Vickers Richard, Robinson Neil, Best Emma, Echols Roger, Tillotson Glenn, Wilcox Mark
Summit PLC, 85b Park Drive, Milton Park, Abingdon, Oxford, OX14 4RY, UK.
Microbiology, Leeds Teaching Hospitals & University of Leeds, Old Medical School, Leeds General Infirmary, Leeds, LS1 3EX, UK.
BMC Infect Dis. 2015 Feb 25;15:91. doi: 10.1186/s12879-015-0759-5.
Clostridium difficile infection (CDI) is a leading cause of diarrhoea in health care settings with symptoms ranging from mild and self-limiting to life threatening. SMT19969 is a novel, non-absorbable antibiotic currently under development for the treatment of CDI. Here we report the results from a Phase I study.
A double-blind, randomized, placebo-controlled study assessing safety and tolerability of single and multiple oral doses of SMT19969 in healthy volunteers. Pharmacokinetic assessments included blood and faecal sampling. The effect of food on systemic exposure and analysis of the gut microbiota were also included.

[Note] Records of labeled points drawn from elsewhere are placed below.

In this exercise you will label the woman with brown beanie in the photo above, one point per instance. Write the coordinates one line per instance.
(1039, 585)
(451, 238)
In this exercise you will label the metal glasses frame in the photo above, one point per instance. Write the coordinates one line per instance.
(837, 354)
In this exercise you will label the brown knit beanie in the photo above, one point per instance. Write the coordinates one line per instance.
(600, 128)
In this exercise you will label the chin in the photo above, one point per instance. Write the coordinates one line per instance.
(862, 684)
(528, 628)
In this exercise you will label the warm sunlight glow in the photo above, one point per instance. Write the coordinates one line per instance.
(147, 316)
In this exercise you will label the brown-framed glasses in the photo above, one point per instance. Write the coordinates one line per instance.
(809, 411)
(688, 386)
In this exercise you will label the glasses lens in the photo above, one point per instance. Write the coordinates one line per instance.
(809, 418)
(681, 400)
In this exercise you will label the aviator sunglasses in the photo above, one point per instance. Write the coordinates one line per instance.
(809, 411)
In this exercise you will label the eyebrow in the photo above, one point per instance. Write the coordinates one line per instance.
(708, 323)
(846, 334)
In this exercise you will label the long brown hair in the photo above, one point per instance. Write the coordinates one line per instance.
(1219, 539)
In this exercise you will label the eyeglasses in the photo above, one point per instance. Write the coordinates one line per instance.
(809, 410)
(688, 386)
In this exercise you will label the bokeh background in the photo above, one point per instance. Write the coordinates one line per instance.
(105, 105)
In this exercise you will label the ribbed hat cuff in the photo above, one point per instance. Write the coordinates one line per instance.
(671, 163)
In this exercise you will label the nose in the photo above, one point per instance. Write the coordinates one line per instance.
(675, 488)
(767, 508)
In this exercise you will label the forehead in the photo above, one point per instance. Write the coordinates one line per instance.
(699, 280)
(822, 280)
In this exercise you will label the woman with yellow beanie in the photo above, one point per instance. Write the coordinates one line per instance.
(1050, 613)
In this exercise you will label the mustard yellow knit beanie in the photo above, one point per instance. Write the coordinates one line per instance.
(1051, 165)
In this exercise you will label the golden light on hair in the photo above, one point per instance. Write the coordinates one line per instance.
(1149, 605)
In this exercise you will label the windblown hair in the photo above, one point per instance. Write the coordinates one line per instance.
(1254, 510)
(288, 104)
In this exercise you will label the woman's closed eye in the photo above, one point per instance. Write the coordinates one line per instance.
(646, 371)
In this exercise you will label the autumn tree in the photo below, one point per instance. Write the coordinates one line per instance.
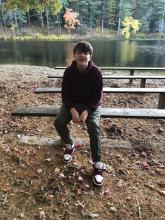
(130, 26)
(71, 20)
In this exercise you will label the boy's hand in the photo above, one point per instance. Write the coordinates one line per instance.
(75, 115)
(83, 116)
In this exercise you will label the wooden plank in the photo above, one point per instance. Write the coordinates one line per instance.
(121, 68)
(50, 111)
(107, 90)
(117, 77)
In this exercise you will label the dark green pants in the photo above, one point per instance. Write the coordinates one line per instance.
(64, 117)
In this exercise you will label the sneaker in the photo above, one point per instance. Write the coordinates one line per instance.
(98, 178)
(68, 152)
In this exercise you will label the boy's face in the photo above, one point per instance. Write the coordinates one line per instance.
(82, 59)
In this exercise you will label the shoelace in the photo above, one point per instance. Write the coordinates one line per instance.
(69, 151)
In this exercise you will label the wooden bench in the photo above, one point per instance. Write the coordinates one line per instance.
(142, 78)
(51, 111)
(161, 91)
(131, 69)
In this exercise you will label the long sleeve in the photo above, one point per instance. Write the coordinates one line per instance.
(96, 94)
(66, 90)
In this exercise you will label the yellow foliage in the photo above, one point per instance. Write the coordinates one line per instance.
(130, 26)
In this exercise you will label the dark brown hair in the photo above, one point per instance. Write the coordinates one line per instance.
(84, 47)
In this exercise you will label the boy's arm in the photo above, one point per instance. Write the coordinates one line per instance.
(66, 90)
(96, 94)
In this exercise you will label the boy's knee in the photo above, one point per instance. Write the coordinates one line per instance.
(58, 122)
(92, 125)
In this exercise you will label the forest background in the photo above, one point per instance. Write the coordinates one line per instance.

Fifty-six healthy male subjects were enrolled. Following single oral doses of up to 2,000 mg in the fasted state, plasma concentrations of SMT19969 were generally below the lower limit of quantification. In the fed state levels ranged from 0.102 to 0.296 ng/mL after single dosing and after repeat dosing at Day 10 from 0.105 to 0.305 ng/mL. Following single and multiple oral doses of SMT19969, mean daily faecal concentrations increased with increasing dose level and were significantly above the typical MIC range for C. difficile (0.06-0.5 μg/mL). At 200 mg BID, mean (± SD) faecal concentrations of 1,466 (±547) μg/g and 1,364 (±446) μg/g were determined on days 5 and 10 of dosing respectively. No notable metabolites were detected in faeces. Overall, all doses of SMT19969 were well tolerated both as single oral doses or BID oral doses for 10 days. The majority (88%) of adverse events (AEs) were classified as gastrointestinal disorders and were mild in severity, resolving without treatment. The gut microbiota was analysed in the multiple dose groups with minimal changes observed in the bacterial groups analysed except for total clostridia which were reduced to below the limit of detection by day 4 of dosing.
Oral administration of SMT19969 was considered safe and well tolerated and was associated with negligible plasma concentrations after single and multiple doses. In addition, minimal disruption of normal gut microbiota was noted, confirming the highly selective spectrum of the compound. These results support the further clinical development of SMT19969 as an oral therapy for CDI.
Current Controlled Trials. ISRCTN10858225 .
艰难梭菌感染(CDI)是医疗机构中腹泻的主要原因,症状从轻度自限性到危及生命不等。SMT19969是一种正在开发用于治疗CDI的新型非吸收性抗生素。在此我们报告一项I期研究的结果。
一项双盲、随机、安慰剂对照研究,评估健康志愿者单次和多次口服SMT19969的安全性和耐受性。药代动力学评估包括血液和粪便采样。还包括食物对全身暴露的影响以及肠道微生物群分析。
招募了56名健康男性受试者。在禁食状态下单次口服高达2000mg后,SMT19969的血浆浓度通常低于定量下限。在进食状态下,单次给药后浓度范围为0.102至0.296ng/mL,第10天重复给药后为0.105至0.305ng/mL。单次和多次口服SMT19969后,平均每日粪便浓度随剂量水平增加而升高,且显著高于艰难梭菌的典型最低抑菌浓度范围(0.06 - 0.5μg/mL)。在200mg bid给药时,给药第5天和第10天的平均(±标准差)粪便浓度分别测定为1466(±547)μg/g和1364(±446)μg/g。粪便中未检测到明显的代谢物。总体而言,所有剂量的SMT19969作为单次口服剂量或bid口服剂量连续服用10天均耐受性良好。大多数(88%)不良事件(AE)被归类为胃肠道疾病,且严重程度为轻度,无需治疗即可缓解。在多剂量组中对肠道微生物群进行分析,除总梭菌在给药第4天降至检测限以下外,所分析的细菌组中观察到的变化最小。
口服SMT19969被认为是安全且耐受性良好的,单次和多次给药后血浆浓度可忽略不计。此外,注意到对正常肠道微生物群的干扰最小,证实了该化合物的高选择性谱。这些结果支持SMT19969作为CDI口服疗法的进一步临床开发。
当前对照试验。ISRCTN10858225 。